養父市のような中山間地の農業で大規模化は無理だと思った。美味しいコメはできるので、どう付加価値をつけ、そして自分が作ったものの価格を決められるようにするのはどうすればいいのかを考えた。例えば、1俵60kgを出荷すると1万2000円ぐらいとなる。それではあまり利益は出ない。そこで、おにぎりはどうかと考えた。60kgのコメからおにぎりは約1400個作れる。仮におにぎり1個が100円としたら14万円になる。コメとおにぎりの間の価格の開きは大きい。ここに商機があると考えた。
岡本が考案したのは「ふるさと弁当」だった。地元のコメやふるさとの食材を地元で料理し、弁当の形にして冷凍して輸出する。国内で販売してもいい。それは、農水省の提起している6次産業化に合致している。そして、その情報を発信する農家レストランをつくることを考えた。国家戦略・農業特区での農地利用の規制を外し、さらに大きく展開できると踏んだ。
しかし、養父市の人たちは、経済特区になったことに満足してあまり動かなかったので、2016年には撤退することにした。

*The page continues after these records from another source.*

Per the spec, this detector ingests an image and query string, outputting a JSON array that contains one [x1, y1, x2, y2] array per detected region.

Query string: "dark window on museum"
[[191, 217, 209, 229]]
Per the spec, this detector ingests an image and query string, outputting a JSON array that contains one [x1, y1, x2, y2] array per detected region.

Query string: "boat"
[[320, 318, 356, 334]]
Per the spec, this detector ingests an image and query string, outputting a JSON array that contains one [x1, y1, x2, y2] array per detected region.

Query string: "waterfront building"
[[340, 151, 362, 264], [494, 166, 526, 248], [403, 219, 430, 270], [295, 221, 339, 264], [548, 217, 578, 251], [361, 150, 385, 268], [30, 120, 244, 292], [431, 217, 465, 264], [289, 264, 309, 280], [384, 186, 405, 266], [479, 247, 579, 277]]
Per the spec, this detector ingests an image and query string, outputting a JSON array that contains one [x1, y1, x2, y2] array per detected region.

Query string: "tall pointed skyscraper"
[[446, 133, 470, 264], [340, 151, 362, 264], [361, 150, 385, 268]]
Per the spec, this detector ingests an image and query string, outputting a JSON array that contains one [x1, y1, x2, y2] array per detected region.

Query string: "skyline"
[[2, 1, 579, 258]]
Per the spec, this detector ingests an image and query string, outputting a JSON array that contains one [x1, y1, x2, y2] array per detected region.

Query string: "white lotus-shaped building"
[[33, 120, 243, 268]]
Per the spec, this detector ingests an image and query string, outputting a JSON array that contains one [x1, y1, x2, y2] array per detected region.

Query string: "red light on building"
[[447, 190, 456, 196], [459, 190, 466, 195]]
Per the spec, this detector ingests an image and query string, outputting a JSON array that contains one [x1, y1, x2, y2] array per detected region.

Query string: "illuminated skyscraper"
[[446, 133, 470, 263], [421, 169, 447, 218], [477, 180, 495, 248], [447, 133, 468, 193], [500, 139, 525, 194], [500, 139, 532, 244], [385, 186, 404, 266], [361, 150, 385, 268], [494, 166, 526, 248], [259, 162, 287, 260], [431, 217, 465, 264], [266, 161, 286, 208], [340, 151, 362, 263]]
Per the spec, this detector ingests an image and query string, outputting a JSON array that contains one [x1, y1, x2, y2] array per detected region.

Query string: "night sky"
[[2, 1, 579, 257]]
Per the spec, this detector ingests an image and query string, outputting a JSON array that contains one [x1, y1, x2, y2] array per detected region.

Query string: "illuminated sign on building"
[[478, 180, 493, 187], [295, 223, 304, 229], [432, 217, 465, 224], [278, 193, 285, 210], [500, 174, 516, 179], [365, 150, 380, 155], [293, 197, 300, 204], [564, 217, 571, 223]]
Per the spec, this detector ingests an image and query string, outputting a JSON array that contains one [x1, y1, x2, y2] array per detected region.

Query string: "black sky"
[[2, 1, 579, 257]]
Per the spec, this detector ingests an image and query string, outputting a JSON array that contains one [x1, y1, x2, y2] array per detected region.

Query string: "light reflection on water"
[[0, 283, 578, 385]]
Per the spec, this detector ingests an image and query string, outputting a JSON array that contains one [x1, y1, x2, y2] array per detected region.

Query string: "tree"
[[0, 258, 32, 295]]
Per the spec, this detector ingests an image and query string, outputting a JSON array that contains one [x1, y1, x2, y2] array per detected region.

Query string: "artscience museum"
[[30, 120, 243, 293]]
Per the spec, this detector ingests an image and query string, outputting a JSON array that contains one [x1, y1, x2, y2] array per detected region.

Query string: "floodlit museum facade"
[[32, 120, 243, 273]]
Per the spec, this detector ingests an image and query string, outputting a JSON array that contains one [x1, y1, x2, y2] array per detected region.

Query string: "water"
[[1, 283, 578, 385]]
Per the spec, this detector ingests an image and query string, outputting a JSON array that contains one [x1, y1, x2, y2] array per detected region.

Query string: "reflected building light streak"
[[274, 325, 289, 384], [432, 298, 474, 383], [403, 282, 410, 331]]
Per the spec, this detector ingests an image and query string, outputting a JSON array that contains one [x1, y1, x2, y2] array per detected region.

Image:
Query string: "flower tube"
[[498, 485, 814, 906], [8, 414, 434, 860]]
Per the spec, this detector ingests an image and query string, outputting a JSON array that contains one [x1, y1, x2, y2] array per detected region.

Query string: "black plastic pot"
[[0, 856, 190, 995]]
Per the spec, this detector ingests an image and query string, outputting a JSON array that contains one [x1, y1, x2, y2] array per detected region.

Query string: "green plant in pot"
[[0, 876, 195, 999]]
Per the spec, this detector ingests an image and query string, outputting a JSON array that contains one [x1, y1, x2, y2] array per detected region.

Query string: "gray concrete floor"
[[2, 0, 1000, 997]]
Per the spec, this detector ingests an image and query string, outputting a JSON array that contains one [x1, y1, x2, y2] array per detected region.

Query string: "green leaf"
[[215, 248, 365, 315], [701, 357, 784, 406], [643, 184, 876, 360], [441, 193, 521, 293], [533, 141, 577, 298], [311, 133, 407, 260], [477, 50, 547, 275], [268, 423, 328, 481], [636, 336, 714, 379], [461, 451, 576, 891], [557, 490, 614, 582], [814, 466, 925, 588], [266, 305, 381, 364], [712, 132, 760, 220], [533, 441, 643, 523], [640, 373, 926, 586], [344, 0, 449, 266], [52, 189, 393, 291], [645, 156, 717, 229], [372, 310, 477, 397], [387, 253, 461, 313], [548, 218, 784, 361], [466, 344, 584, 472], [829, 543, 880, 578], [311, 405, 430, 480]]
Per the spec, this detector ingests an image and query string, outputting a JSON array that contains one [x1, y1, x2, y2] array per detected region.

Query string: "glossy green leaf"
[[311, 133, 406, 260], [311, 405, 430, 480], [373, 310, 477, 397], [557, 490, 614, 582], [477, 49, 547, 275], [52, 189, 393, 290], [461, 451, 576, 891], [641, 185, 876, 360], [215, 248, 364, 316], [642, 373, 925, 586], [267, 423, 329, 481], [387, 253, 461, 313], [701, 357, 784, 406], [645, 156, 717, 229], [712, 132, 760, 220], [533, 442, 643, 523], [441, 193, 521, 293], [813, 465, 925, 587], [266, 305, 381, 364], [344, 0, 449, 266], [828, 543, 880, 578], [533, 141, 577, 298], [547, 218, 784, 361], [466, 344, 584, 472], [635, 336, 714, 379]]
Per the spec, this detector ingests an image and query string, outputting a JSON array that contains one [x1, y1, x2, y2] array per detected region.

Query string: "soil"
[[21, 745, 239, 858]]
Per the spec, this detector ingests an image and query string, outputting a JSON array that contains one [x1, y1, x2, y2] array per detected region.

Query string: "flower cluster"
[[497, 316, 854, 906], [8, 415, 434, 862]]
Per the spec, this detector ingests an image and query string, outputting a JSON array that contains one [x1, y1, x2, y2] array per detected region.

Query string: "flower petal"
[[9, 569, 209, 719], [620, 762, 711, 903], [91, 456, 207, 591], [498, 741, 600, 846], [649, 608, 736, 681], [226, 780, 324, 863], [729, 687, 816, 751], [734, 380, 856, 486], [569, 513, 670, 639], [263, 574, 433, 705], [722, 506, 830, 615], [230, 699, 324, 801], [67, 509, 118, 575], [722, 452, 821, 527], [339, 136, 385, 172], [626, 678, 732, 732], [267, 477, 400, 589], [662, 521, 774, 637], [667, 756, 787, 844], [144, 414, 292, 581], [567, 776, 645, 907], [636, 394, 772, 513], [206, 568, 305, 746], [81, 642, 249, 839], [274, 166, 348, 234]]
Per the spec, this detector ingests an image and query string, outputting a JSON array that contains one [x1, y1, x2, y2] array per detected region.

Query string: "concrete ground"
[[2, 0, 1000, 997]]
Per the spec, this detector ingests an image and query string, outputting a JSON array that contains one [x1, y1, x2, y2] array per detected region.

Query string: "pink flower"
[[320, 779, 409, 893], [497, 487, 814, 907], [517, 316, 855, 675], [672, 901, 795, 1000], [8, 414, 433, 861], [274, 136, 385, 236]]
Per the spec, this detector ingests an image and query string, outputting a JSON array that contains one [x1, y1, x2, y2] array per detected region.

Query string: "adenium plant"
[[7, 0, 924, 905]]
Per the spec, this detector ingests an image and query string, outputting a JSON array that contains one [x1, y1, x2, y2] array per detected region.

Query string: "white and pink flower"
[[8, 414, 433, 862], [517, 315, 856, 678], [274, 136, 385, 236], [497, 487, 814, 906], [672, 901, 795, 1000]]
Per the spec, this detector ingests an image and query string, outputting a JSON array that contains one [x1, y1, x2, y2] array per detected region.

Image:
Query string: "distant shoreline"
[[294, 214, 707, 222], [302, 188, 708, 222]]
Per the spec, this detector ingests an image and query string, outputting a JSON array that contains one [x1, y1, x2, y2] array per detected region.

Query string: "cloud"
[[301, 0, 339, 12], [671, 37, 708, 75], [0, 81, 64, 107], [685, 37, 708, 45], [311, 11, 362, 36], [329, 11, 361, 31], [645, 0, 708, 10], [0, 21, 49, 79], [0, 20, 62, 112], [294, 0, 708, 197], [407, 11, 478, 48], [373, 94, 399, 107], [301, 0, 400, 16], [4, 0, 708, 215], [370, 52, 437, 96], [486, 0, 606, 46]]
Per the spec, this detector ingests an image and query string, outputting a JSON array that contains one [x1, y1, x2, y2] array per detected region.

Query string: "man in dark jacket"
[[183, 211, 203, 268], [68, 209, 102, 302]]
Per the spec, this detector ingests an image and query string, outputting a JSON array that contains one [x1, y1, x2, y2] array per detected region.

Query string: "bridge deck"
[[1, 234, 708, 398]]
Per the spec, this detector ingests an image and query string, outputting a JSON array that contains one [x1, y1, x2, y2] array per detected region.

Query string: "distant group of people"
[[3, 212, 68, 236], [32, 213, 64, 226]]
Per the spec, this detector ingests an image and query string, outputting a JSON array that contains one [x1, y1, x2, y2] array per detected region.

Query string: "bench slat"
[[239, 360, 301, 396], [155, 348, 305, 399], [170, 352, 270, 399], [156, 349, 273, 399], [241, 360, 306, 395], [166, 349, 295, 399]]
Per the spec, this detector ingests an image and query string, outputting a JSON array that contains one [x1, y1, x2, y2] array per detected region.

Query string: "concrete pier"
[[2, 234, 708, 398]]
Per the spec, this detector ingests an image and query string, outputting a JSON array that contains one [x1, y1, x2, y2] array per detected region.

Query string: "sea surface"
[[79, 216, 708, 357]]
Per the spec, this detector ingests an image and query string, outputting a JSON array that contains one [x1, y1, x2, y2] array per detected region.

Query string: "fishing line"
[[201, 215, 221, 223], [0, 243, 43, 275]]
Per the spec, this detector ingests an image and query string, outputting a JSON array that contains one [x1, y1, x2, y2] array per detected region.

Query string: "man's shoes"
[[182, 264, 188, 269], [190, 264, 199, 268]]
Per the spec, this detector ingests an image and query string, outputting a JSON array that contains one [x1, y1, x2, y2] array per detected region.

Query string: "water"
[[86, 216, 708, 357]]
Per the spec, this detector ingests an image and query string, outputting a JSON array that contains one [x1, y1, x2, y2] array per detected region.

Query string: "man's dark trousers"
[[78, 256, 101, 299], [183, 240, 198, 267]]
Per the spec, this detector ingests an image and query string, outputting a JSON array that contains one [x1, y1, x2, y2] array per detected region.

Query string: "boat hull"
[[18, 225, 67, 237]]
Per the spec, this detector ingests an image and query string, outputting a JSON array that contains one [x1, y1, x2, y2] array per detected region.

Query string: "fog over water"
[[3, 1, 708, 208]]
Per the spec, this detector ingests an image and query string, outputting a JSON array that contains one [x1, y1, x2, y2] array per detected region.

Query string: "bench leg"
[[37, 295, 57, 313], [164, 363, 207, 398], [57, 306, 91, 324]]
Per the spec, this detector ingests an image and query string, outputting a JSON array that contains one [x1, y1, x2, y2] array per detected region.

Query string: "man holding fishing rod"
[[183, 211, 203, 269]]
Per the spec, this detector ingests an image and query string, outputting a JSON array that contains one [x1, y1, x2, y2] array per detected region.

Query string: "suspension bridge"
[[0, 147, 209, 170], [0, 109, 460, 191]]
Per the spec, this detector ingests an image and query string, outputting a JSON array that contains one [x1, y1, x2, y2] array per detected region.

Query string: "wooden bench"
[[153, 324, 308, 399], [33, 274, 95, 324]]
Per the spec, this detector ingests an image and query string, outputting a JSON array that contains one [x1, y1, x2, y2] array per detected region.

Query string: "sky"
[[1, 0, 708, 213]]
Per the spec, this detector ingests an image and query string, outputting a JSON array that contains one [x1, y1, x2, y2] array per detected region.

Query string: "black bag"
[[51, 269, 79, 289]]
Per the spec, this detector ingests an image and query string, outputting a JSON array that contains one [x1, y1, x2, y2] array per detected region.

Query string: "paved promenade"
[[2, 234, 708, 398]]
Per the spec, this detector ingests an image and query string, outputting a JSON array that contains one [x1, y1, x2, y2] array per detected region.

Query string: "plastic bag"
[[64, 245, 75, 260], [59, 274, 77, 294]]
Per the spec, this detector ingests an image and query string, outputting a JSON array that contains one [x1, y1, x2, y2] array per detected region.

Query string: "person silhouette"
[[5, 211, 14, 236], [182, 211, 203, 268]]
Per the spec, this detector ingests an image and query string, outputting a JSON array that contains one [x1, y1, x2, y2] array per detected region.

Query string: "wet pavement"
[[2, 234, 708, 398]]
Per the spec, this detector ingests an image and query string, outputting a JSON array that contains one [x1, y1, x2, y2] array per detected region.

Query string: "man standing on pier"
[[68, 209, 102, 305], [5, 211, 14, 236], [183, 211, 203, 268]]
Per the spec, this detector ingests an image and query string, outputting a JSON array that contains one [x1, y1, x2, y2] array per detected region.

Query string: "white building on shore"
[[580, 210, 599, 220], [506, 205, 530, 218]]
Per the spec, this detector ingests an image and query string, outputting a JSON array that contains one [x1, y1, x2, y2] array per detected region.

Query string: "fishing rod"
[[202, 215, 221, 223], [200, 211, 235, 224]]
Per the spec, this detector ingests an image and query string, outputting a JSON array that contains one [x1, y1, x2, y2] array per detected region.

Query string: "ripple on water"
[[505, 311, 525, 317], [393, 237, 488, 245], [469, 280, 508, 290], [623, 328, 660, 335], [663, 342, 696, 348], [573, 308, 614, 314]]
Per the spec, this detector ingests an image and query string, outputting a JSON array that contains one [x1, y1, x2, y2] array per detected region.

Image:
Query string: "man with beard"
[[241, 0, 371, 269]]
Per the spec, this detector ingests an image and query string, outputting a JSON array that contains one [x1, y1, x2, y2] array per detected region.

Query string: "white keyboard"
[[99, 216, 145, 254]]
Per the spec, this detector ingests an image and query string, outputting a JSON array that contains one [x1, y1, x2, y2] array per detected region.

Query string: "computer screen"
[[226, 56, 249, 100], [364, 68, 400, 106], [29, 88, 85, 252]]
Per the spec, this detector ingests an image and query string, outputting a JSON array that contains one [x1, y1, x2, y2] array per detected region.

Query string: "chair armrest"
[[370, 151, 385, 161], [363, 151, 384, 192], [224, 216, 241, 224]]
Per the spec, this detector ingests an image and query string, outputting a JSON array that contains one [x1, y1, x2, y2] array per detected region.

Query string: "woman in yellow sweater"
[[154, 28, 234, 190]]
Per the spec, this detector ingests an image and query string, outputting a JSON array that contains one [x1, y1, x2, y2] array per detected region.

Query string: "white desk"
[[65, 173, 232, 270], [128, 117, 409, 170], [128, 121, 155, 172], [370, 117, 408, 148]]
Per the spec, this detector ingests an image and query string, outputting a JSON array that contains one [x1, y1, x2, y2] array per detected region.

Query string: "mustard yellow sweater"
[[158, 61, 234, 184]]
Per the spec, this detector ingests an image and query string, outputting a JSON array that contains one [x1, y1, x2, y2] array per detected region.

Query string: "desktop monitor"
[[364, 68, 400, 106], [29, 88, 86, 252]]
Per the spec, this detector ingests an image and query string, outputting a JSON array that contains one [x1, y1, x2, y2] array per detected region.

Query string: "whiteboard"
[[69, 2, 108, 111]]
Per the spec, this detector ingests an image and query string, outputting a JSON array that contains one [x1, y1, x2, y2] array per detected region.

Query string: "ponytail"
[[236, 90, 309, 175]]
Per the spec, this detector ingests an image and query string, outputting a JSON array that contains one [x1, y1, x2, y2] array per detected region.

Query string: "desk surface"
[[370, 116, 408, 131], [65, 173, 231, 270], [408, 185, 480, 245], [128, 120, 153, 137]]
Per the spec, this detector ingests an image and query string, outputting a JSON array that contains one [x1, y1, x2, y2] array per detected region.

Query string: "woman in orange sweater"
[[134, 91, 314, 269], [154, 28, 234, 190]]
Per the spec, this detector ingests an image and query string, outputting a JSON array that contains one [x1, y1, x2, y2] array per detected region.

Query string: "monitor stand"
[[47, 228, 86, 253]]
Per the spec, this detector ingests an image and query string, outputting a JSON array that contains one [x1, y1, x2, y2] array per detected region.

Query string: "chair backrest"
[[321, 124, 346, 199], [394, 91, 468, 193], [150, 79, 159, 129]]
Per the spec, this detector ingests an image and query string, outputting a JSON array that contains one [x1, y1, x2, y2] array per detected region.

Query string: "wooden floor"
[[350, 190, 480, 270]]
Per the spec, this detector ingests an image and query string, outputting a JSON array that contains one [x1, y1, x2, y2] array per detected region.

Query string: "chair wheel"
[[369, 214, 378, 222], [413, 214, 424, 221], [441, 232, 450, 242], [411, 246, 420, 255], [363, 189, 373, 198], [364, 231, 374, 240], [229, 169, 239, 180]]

他方、岡本は自分が持つ「水耕栽培の特許技術」を、田原市の障害者を雇用しているNPOや、山口県の福祉施設であるむべの里などに貸している。この水耕栽培で作った野菜(主にリーフレタス)を販売することで身障者らの自立に貢献したいと思った。
「トヨタのレクサス工場があれば田原市が豊かになる」という考えは危険だと警鐘を鳴らす。渥美半島内に農家の産直市場と巡回バスのステーションをつくる。渥美半島の公共交通網を整備することによって、田舎の自立をもくろむ。田原市の豊かな農産物が本質的な価値を生み出す。田舎を豊かにするのだ。
農家のしがらみや既存の権益など、複雑で蜘蛛の巣のように張り巡らされているが、それを打ち破っていこうと考えている。

強い農業づくりの規模拡大は農家を破滅させる。

大規模化すれば農業は儲かると言われているが、嘘ばかりだ。160haも耕作すると、機械が簡単に壊れてしまう。国内大手のあるメーカーの農業機械は全く持たない、すぐに壊れてしまう。耐久性がないのだ。結局、日本の農業機械メーカーは、兼業農家用の狭い面積の稲作を想定しており、1年で160haも使うと機械の寿命が簡単に来てしまうのだ。機械の法定償却の期間が3分の1で寿命が来てしまう。とにかく、コメ農家から「これ以上稲作りができない」と言われ、依頼されたら受けて来た。しかし、経営的に成り立たない状況で、このまま続ければ破滅を迎える。田んぼがそれぞれ小さく、作業効率が悪い。これからは、受けるにしても、作業しやすい田んぼだけを受けるようにしたいと考えている。